Louise Smithson helewyse at yahoo.com
Sat Jan 31 15:20:36 PST 2009


>
>> I?m trying to find further information on an early Italian dish  
>> called in the latin ?Brustinga?.  One offhanded reference implies  
>> that the name may be of Arabic origin as in the dishes Limonia/ 
>> Limuniyya and Romania/Rummaniyya (yumm pomegranate chicken!!!).
>> Have any of you come across any dishes of similar name?  the  
>> Italian dish is a kind of pie filled with a mix of cheese, flour &  
>> eggs w/saffron, but that may not have much to do with the original  
>> Arabic dish, as some of these dishes mutated beyond recognition,  
>> keeping only an echo of the original name?.

FWIW, a Google search for references to "brustinga" produces a first  
or very early hit on an article in pdf format by a Marianne Bouchon,  
from 1952, entitled "Latin de Cuisine". It's in French, and as far as  
I can figure (my French isn't good), it's saying the dish is covered  
in Zambrini's Libro della cucina under "de la pastringa".

Which in itself is interesting, in that it uses a similar consonant  
transposition found in the shift from Turkish to whatever in bastourma/ 
pastrami... except pastrami is alleged to be a synthetic word, and not  
Italian, so I'm not sure if that's relevant.
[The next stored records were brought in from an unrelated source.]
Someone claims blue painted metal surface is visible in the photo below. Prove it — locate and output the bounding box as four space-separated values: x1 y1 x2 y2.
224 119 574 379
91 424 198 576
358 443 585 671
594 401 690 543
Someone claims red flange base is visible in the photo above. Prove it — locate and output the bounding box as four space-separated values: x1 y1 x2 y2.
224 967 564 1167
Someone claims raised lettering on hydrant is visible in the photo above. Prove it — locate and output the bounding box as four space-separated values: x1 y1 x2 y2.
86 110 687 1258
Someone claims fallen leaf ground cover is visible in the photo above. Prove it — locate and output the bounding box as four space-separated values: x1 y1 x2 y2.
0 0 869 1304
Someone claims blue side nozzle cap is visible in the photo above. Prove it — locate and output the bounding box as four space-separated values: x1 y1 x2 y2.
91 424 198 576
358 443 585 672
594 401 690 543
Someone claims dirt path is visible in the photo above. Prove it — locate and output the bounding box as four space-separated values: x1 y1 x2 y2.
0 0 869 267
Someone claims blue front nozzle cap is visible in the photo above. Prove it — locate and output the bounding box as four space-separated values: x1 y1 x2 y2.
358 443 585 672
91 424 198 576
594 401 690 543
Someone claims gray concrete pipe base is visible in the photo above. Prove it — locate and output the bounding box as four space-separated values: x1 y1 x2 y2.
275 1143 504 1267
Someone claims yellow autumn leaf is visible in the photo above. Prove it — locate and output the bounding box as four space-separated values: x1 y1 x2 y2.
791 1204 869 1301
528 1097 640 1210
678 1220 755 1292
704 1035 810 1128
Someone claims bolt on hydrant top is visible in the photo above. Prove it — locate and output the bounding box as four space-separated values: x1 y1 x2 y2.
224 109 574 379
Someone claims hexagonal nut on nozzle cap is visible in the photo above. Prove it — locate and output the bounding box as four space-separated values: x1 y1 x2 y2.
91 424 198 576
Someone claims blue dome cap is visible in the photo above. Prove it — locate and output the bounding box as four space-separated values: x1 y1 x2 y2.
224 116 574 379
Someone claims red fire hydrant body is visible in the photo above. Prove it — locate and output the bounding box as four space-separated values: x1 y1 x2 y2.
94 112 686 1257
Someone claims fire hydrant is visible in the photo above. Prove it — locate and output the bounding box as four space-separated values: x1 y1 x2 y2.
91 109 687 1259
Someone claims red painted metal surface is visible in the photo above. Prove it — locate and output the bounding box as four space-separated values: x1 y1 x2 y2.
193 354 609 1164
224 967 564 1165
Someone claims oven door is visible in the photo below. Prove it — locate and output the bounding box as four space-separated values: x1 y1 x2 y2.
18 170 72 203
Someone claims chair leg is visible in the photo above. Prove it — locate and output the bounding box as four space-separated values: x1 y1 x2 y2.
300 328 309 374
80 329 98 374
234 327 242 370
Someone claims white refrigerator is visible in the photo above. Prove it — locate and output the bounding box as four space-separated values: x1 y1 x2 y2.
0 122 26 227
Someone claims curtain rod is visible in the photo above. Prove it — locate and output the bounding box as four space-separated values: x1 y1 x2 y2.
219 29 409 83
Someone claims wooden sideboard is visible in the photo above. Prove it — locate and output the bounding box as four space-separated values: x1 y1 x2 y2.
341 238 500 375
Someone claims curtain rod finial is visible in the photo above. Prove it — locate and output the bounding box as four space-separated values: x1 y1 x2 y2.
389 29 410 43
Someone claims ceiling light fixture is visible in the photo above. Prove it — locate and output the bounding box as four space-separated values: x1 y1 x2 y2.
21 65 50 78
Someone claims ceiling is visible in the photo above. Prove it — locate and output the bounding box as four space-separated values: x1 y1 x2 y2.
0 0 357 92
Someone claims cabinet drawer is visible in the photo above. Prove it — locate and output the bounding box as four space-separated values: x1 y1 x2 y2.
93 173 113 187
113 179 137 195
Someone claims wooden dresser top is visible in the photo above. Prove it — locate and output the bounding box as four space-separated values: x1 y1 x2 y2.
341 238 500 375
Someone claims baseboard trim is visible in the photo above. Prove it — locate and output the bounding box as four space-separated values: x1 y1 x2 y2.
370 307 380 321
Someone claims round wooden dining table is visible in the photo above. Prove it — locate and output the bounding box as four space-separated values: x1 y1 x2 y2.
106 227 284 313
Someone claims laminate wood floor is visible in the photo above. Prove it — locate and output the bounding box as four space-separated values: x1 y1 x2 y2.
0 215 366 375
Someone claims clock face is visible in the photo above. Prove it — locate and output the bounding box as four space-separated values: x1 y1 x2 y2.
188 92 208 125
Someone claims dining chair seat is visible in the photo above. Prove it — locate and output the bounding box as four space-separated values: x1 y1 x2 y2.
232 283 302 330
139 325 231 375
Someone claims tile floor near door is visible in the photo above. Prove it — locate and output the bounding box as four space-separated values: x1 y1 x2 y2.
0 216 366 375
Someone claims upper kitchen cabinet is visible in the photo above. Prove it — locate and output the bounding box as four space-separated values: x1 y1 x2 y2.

http://documents.irevues.inist.fr/bitstream/2042/2928/1/04+TEXTE.pdf

Adamantius

I too managed to pull that latin text up from google, I think it libro coquinaria actually.  I'm NOT familiar with the source so will happily take corection if wrong. 
It says: 
"BRUSTINGA.
Ad brustingam,` recipe ratam porcinam, caseum pinguem ;
omnia minutim incisa misce cum farina et cum ouis distempera .
Et addito safranano, pone ad coquendum cum crustis uel sine crustis ;
et facias al bas, uel colora sicut uis . Lib., II, 62.
Même recette dans le Libro della cucina (éd. Zambrini, p. 81) :
« De la pastringa » ."

So the Italian version is "pastringa" 
From that source we get:
De la pastringa
Togli
cascio grasso e taglialo minuto, e togli rete di porco: queste cose
mesta con farina e ova, e distempera; et messovi zaffarono, poni nelle
croste a cocere, e falla bianca; o tu la colora, come tu vuoli. 

Of the "pastringa"
Take fatty cheese and cut it minutely and take pork caul, and these things mix with flour and eggs, and temper and put to it saffron, and put in a crust to cook, and make it white, or colored as you wish. 

Given
the use of caul fat I'm tempted to say that the cheese, egg, flour mix
is wrapped in the caul fat and then laid into crusts to cook.  It makes
little sense to use caul fat in another manner. 

Other than
this source, I can't say I've seen a similar recipe elsewhere in
Italian texts (at least not in Scappi) but without going through each one I can't say for sure. With the addition of pork caul (an
ingredient which I believe is also in the first recipe, i.e. ratam
porcinam) I'm dubious about it's source from the Arabic. 

If we
look at the name of the dish from a purely linguistic point of view the
root "pasta" means paste or pastry, the "ringa" may be from stringere -
or to restrict, to tie, to wrap.  
If we look at Florios 1611 Italian - English dictionary (http://www.pbm.com/~lindahl/florio/)
 we can find: 
Pastrugli - any kind of made or forced (think forcemeat) type dish. 
Pastingoli - a kind of chewet or dainty pie
Pasteggiari - to feast with paste meats
Pastegli - fine little pastries

I
honestly think that this is an Italian dish, especially when you look
at the two recipes and the "italian" title for the dish.